Les proches aidants - leur statut doit être défini
La Communauté d’intérêts Proches aidants CIPA – dont Travail.Suisse est l’un des membres fondateurs - a organisé le 1er juin dernier une journée d’étude consacrée au statut du proche aidant. Plusieurs experts suisses et étrangers sont intervenus et ont montré quelques pistes et solutions possibles. La Belgique, par exemple, s’est dotée d’une loi de reconnaissance assez large entrée en vigueur en septembre 2020. En Suisse, le constat est largement partagé : la nouvelle loi pour soulager les proches aidants, entrée en vigueur en deux étapes cette année, ne va pas assez loin : elle ne n’aborde que l’angle professionnel et économique de la thématique, et c’est insuffisant.
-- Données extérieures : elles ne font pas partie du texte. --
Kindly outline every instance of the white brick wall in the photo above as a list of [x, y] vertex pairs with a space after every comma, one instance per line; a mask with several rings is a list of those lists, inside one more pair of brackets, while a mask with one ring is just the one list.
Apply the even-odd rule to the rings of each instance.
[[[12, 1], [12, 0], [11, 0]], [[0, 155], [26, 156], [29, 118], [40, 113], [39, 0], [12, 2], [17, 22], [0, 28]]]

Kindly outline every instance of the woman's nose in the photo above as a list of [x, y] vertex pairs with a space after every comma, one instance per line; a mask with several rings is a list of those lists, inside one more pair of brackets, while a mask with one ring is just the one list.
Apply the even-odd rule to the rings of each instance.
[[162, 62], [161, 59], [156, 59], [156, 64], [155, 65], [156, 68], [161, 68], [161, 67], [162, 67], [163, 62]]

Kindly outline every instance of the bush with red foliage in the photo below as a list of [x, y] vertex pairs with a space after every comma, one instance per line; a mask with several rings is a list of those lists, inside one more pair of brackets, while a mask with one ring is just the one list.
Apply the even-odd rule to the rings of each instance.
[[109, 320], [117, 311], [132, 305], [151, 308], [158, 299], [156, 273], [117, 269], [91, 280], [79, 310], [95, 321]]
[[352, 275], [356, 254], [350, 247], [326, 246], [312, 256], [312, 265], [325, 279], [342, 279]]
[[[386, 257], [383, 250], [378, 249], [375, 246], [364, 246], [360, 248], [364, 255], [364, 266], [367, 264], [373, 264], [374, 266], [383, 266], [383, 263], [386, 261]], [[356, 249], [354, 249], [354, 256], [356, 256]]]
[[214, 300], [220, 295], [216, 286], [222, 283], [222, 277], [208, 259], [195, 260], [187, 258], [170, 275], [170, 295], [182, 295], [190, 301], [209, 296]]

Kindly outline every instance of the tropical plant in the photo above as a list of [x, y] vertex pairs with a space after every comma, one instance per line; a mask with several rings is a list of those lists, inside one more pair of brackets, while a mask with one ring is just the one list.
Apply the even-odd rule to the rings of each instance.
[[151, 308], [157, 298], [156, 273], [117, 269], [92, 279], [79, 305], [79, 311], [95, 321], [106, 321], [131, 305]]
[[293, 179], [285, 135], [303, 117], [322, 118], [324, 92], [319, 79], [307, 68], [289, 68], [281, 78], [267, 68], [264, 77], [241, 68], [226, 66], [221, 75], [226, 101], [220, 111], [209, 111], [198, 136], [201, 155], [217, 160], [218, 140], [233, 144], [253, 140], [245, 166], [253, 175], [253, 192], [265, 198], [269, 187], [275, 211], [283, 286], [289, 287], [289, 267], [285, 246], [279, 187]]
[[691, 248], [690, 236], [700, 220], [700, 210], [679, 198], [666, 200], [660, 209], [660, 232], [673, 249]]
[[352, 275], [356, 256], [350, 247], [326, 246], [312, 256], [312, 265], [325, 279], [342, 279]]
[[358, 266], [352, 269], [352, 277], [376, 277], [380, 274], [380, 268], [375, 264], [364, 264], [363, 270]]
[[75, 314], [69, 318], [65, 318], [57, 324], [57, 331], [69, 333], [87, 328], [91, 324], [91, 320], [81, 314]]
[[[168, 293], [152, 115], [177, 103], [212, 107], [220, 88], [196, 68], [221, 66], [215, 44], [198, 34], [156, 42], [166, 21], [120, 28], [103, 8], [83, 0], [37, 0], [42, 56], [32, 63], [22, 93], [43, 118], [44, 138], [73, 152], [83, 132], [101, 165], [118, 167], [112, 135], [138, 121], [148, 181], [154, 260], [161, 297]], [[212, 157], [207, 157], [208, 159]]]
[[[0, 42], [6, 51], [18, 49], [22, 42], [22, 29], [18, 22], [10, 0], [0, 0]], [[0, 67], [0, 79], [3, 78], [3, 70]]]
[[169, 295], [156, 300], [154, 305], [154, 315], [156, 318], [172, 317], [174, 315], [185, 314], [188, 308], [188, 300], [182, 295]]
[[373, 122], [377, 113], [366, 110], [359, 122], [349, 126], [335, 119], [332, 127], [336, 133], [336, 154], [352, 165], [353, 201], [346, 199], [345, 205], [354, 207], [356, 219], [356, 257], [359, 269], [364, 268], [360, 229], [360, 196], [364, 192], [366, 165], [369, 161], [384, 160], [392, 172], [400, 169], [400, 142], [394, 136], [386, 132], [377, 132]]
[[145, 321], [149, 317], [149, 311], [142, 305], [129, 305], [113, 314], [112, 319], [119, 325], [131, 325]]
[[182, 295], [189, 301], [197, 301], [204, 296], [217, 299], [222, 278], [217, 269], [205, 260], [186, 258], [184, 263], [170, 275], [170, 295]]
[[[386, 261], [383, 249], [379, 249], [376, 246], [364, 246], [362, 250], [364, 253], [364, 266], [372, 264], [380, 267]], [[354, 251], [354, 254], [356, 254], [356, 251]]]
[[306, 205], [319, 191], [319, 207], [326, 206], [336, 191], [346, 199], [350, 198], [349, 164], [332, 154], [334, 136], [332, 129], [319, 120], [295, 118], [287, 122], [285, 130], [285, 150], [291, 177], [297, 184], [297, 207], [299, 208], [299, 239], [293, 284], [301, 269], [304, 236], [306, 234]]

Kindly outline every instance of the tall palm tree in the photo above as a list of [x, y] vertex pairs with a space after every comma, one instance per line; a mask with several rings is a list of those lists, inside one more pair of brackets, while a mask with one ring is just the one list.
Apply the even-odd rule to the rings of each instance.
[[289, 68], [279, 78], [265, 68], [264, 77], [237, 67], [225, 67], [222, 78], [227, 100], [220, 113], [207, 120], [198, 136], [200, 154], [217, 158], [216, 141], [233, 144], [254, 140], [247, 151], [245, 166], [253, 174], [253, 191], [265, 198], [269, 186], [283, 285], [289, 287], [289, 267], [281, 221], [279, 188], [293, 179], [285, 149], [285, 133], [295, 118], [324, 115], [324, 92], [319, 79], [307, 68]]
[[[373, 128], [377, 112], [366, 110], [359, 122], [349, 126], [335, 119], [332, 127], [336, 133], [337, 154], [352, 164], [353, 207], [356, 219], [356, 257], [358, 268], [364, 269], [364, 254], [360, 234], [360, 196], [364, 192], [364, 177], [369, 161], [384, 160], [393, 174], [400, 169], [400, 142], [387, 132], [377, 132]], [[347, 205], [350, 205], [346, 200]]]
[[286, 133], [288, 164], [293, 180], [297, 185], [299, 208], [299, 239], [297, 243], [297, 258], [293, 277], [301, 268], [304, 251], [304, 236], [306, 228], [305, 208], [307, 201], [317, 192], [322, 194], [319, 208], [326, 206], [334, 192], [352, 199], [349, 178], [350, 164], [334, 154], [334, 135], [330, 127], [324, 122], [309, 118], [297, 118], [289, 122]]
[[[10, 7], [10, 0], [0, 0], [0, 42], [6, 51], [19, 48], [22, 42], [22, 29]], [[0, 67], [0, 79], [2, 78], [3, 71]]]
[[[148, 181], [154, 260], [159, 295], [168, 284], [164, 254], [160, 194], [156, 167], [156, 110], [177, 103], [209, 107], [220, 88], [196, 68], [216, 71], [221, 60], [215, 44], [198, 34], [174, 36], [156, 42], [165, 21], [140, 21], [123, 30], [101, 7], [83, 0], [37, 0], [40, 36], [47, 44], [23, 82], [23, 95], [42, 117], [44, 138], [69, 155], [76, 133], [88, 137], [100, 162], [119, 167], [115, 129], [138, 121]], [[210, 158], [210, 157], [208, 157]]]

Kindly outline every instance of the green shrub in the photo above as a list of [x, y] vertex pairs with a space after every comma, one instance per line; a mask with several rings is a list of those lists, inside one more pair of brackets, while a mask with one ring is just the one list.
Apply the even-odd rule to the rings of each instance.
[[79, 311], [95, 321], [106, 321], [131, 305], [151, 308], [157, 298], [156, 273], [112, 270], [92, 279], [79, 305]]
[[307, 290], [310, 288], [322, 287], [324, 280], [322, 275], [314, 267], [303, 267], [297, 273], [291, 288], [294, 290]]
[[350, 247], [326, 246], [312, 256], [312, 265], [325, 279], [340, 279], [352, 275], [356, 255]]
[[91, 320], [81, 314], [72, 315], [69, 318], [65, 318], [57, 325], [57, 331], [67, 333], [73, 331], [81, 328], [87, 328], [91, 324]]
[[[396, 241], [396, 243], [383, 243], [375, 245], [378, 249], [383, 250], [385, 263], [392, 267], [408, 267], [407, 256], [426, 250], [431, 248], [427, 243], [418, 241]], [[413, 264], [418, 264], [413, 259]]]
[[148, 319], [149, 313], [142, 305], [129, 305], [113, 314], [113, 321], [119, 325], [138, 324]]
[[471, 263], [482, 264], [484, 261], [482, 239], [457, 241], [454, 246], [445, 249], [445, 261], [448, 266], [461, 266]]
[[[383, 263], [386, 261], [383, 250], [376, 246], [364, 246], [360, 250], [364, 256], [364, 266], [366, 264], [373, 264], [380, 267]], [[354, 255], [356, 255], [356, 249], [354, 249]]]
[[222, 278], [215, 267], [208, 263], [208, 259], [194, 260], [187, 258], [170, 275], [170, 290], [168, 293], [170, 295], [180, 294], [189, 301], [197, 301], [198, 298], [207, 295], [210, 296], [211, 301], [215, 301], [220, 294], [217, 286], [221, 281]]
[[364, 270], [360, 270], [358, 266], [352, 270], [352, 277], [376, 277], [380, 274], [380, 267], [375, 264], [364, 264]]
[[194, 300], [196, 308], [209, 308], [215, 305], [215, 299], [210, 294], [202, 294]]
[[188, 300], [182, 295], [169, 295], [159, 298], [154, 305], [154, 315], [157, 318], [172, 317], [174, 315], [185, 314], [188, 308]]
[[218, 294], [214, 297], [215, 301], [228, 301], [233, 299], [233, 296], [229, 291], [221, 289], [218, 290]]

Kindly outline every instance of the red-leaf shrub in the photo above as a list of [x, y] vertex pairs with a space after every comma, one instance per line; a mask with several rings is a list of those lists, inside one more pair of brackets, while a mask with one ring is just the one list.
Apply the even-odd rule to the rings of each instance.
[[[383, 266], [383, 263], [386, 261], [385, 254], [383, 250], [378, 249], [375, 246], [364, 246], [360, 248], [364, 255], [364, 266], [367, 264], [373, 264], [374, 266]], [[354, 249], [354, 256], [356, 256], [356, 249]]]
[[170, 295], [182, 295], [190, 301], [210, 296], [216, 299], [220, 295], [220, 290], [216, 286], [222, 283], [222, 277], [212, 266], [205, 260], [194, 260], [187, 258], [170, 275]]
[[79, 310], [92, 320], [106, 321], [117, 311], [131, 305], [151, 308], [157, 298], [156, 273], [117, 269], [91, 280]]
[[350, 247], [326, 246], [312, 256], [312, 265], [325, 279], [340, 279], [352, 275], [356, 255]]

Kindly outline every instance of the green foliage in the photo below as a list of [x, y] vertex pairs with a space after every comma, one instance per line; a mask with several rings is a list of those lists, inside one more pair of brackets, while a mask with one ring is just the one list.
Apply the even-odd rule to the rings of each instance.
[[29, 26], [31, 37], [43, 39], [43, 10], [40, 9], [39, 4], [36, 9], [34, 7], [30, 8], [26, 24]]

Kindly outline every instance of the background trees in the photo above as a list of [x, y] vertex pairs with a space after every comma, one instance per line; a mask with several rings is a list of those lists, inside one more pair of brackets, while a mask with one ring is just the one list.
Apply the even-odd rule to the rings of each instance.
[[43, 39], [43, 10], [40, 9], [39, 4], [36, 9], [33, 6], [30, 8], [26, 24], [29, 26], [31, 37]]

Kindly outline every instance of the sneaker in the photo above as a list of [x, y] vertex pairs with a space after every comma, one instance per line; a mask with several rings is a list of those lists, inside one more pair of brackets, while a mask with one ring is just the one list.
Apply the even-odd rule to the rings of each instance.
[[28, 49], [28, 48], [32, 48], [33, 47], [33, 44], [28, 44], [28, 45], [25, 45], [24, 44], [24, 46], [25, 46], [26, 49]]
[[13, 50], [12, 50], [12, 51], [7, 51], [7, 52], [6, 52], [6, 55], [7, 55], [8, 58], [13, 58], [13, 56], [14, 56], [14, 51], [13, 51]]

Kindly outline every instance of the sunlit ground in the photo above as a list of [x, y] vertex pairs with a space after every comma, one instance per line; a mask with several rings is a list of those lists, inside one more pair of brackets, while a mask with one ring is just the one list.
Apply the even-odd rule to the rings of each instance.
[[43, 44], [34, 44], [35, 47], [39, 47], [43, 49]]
La nouvelle loi fédérale sur l’amélioration de la conciliation entre activité professionnelle et prise en charge de proches est entrée en vigueur en deux étapes cette année et apporte un véritable soulagement pour de nombreuses familles. Depuis janvier, le congé de trois jours permettant aux parents de s’occuper de leur enfant malade a été élargi : désormais, le congé court est octroyé aussi aux membres de la famille en ligne directe ascendante ou descendante (parents, enfants principalement), les frères et les sœurs, le conjoint, le partenaire enregistré, les beaux-parents, de même que la personne qui fait ménage commun avec le ou la salarié.e depuis au moins cinq ans de manière ininterrompue. Les oncles, tantes et cousins ne sont pas compris dans cette définition. Non seulement le congé de trois jours a été élargi, mais il doit être payé par l’employeur. Cette clarification met fin à des années d’incertitude juridique, ce qui a réjoui Travail.Suisse et ses membres confrontés à la mauvaise volonté récurrente de certains employeurs qui refusaient de payer ces quelques jours.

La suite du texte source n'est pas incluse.